Implementation in Johnson County

Phase 4 of the pilot: Training facility staff

Phase 4 of the pilot: Training facility staff

In the summer of 2013, Vera coordinated a sexual assault/PREA training for DOC staff that was delivered by a national expert on sexual assault response in the community and in corrections. Prior to developing the training, the expert learned about Johnson County and the DOC’s strengths and challenges by accompanying Vera on two early site visits to tour the facilities. She met with DOC leaders and other community representatives from MOCSA and the SART and presented at the stakeholder meeting. The expert developed the curriculum in consultation with Vera, the DOC, and OVC’s Training and Technical Assistance Center.[1] ARC and JDC supervisors and front-line staff attended separate trainings to build their knowledge about the following:

  • the basics of sexual assault and of sexual assault in correctional settings;
  • victims’ psychological and behavioral reactions to sexual assault and the care and services they typically need;
  • staff responsibilities when a disclosure is made and how to react in a manner that communicates an understanding of trauma and its impact on victims;
  • internal and external reporting methods for residents and barriers to victims reporting; and
  • risks of victimization for lesbian, gay, bisexual, transgender, questioning, queer, and intersex individuals. (See Appendix 9, “Excerpted SARTCP Training Agenda.”)

[1] See for more information on OVC’s Training and Technical Assistance Center (OVC TTAC) and opportunities for assistance. You can also contact OVC TTAC or the PREA Resource Center ( for help identifying potential trainers.

In early 2014, after finalizing the policies, the DOC trained ARC and JDC shift supervisors about them. DOC administrators conducted the training to encourage staff buy-in and demonstrate the importance of the issue. After this training, shift supervisors trained their respective staffs on the response policy, using the flowcharts and pocket checklists developed during the course of the SARTCP. (See Appendix 7 for the project flowcharts.) The flowcharts were used to map the processes triggered by a disclosure or discovery of sexual assault; the pocket checklists were distributed to line staff so that they could easily reference a short list of concrete actions to take. According to the facility policy, staff will receive a refresher training every year to ensure that they are up to date on any revisions and continue to build related knowledge and skills.
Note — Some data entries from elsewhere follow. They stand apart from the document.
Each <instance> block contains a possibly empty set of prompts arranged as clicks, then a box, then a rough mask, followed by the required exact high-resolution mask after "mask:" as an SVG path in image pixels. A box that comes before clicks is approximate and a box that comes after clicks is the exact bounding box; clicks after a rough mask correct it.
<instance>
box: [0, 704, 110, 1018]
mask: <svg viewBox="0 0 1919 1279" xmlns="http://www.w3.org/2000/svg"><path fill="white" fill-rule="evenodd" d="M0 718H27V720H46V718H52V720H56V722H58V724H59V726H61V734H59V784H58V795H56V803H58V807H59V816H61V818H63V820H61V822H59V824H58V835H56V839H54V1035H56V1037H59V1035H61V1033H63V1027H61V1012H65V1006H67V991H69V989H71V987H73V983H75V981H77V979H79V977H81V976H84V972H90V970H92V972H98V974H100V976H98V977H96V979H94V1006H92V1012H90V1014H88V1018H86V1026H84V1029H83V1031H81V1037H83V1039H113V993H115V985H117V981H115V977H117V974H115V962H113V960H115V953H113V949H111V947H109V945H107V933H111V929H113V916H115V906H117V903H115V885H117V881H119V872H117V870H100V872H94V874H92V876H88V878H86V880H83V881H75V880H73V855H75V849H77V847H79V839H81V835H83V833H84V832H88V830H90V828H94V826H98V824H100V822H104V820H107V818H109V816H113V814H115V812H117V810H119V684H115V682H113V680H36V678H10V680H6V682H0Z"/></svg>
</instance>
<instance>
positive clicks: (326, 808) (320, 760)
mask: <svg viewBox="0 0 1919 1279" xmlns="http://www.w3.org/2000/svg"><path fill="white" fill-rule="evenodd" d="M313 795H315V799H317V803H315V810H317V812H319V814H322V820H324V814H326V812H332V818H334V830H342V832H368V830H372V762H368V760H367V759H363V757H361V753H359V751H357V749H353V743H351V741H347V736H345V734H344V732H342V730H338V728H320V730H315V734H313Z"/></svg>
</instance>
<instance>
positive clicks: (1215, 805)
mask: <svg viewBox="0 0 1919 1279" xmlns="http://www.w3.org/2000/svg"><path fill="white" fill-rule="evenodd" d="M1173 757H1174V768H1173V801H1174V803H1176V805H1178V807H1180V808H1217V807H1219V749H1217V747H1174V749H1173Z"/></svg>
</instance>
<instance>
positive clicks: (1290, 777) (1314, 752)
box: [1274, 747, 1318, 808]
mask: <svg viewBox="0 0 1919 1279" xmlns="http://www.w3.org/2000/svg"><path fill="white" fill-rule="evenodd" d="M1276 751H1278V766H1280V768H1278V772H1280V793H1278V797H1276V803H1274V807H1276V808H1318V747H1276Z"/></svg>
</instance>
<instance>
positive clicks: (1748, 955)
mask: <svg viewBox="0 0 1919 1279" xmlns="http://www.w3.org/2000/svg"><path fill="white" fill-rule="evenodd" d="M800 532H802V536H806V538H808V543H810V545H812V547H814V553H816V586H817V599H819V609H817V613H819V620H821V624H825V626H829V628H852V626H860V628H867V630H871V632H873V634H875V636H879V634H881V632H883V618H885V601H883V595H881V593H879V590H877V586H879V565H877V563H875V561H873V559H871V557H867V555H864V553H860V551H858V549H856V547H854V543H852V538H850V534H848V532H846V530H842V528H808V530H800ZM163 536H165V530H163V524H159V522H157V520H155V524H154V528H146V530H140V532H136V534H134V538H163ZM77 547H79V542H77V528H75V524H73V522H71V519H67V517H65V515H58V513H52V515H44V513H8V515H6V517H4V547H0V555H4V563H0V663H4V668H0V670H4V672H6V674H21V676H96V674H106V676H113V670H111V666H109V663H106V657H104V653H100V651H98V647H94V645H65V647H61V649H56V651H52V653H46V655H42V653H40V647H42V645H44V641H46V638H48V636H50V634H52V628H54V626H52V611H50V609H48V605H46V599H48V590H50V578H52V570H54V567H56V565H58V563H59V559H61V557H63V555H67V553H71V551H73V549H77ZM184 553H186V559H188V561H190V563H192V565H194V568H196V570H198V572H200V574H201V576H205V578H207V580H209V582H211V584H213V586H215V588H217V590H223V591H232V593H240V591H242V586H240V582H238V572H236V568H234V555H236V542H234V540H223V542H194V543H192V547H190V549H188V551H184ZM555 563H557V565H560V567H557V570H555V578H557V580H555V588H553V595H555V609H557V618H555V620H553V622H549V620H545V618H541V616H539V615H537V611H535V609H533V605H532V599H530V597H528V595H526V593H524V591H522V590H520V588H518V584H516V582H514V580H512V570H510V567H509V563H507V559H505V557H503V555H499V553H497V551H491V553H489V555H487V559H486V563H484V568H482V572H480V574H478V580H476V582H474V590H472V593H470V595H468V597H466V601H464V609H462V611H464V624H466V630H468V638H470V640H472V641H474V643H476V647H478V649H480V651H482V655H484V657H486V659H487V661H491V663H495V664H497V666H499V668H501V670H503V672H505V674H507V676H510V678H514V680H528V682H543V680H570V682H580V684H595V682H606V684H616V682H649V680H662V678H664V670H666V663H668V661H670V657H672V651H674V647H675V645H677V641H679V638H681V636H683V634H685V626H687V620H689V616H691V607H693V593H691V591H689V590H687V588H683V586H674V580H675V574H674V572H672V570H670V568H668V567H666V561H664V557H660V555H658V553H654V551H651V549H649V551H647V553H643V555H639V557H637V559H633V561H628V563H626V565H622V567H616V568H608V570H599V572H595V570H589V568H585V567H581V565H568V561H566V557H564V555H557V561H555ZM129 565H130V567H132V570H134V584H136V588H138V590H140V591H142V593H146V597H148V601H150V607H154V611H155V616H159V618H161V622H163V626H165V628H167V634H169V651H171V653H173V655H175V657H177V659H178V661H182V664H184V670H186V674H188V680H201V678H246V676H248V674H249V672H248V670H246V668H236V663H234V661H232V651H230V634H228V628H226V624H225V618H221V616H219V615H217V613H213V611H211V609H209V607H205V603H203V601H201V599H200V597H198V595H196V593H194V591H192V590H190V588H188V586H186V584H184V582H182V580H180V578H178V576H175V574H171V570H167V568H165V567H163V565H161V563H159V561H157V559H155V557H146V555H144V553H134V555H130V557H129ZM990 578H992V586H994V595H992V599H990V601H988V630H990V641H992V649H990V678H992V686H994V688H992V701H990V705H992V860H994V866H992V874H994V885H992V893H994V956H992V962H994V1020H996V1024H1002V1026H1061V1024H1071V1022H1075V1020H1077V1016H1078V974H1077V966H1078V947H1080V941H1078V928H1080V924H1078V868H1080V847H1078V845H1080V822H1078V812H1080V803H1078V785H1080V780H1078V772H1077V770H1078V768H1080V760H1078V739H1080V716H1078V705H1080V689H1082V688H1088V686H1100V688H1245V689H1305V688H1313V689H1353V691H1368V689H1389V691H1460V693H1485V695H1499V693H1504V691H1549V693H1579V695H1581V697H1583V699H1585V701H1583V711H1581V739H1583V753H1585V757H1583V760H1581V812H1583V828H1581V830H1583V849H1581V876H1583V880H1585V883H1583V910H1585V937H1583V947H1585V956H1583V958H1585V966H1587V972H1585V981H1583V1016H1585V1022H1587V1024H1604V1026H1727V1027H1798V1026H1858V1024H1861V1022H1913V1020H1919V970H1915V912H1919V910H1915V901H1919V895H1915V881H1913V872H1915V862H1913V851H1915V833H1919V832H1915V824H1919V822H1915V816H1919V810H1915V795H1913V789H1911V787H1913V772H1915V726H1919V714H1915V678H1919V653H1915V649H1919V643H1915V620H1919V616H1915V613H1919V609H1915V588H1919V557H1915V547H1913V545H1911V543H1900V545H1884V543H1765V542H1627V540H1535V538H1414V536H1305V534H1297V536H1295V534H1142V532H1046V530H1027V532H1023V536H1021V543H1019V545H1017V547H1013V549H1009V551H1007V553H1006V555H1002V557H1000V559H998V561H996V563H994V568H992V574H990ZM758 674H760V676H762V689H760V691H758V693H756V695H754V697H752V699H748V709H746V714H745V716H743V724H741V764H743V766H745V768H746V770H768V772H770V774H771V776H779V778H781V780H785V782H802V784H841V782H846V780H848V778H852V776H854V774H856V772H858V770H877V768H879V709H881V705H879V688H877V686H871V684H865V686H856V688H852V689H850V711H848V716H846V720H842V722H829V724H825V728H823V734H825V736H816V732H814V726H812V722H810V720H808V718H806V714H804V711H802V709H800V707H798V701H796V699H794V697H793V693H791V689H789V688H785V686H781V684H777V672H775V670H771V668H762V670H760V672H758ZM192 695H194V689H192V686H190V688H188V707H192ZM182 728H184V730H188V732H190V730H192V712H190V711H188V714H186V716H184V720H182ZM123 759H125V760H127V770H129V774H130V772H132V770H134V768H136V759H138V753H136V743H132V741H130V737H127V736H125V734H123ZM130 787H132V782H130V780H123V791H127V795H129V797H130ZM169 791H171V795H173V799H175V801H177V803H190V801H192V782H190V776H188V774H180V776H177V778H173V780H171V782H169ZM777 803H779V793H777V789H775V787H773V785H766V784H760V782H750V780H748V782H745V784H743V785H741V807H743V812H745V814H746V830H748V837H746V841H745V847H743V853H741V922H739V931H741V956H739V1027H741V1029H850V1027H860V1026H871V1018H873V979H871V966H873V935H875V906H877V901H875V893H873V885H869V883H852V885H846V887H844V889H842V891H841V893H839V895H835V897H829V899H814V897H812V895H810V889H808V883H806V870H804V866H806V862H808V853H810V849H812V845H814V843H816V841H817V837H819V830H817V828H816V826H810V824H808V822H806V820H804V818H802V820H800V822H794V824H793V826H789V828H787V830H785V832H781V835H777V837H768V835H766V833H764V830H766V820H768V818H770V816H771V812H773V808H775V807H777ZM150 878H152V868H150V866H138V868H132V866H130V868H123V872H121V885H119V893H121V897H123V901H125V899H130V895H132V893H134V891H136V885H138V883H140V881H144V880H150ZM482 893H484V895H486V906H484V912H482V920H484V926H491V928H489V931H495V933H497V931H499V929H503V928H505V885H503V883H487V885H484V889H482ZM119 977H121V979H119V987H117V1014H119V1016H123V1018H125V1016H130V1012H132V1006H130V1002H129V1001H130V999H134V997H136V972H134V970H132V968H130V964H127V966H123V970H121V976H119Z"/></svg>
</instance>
Regularly scheduled SART meetings provided the opportunity for the DOC to share the new facility policies with other SART agencies. DOC staff encouraged the SART to incorporate into its protocol details for ARC or JDC that deviated from standard SART response, and to focus periodically on corrections-related topics at its regular meetings.


Though staff largely responded well to the first PREA training, which was delivered by an outside consultant, they seemed more engaged and receptive to the material during the second training, which the ARC and JDC directors led. Whenever possible, Vera recommends that agencies work in collaboration with consultants or take ownership of trainings altogether. When agency or facility leaders present material (or do so in collaboration with leaders), staff members tend to take it more seriously and understand more easily how the material connects to their day-to-day responsibilities at the facility.